We gotta assume it’s Dodgers manager Joe Torre who has time to crank out a blog, even for a sponsor who has put him in those comical commercials showing him adjusting to L.A. life by pounding down wheatgrass drinks, learning to surf and yoga, and strutting around town with a pocket poodle in his arms.
We found a link to what’s being sold as a Torre blog (linked here), which comes off the MLB.com page, but also off a sponsored link to the car insurance company (linked here), where you can also see extended clips from the TV spots that have been running all year (one, for example, that hasn’t been seen is Torre getting out of his car to an army of paparazzi, only to find out they weren’t interested in him but some Lohan-like character who ducks into a restaurant).

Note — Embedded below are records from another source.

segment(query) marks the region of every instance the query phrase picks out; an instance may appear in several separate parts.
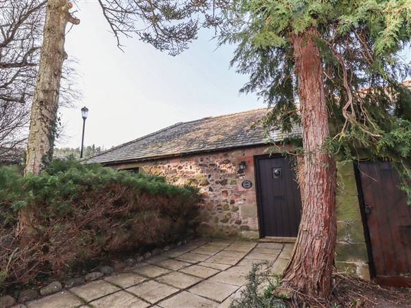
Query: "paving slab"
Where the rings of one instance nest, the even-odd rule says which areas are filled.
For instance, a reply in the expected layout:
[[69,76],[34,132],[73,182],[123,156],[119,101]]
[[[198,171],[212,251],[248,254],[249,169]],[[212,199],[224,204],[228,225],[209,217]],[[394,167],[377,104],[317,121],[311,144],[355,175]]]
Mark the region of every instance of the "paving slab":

There are only eight entries on the blog so far, which appears to have started when he had some free time about a month ago. That first one included this paragraph:
I’ll be figuring out this blogging thing since I’m a little behind the times. For example, I saw one of those little candy Valentine’s hearts printed with “LOL” and thought it was a typo right up until I started reading about blogs and Web acronyms. I mean, WTF(udge), right?
Yeah, right. Fudge.
An excerpt from Torre’s latest blog entry (posted today — why wasn’t he watching the D’backs-Cardinals game?) on what the fans are wearing in the Dodger Stadium stands:
I was hanging out at the stadium before a game last week, and I saw a fan wearing a Dodgers cap. Sounds about right, yeah? But this wasn’t just any baseball cap; the nice blue L.A. logo was stitched onto the front, but it also had the stamp of a swanky clothing brand printed all over it. I pointed this out to one of my players, and he said that hat costs more than $100. For a baseball cap. That’s not even AUTOGRAPHED.
My buddy went on to tell me that one of the big sports brands recently came out with a baseball glove that costs several hundred dollars. This thing is made of top-notch Italian leather and is supposed to be a lot more comfortable and durable, but still, I can remember running down to the local sports-goods store in Brooklyn and picking up a perfectly good glove that’d last for years for around $15 or so.
So I’m starting to think this kind of status thing is L.A.-centric, what with Rodeo Drive and the high quantities of “beautiful people” residing here. Sure, New York has Madison Avenue and all the fashion mags, but what do New Yorkers do for four months of every year? Bundle up in huge scarves and big puffy coats, and stay indoors as much as possible, that’s what. L.A. is a fashion capital all year long.
What does this mean for me? Well, maybe nothing; after all, I clean up pretty good when I’m not in my uniform — no cut-off shorts or muscle shirts or anything. Then again, maybe you’ll spot me at a game wearing a swanky brand or an Italian leather something or other. But don’t hold your breath.
At least try on one of the Man-Ram dreadlock bandanas before heading off to San Francisco for the weekend.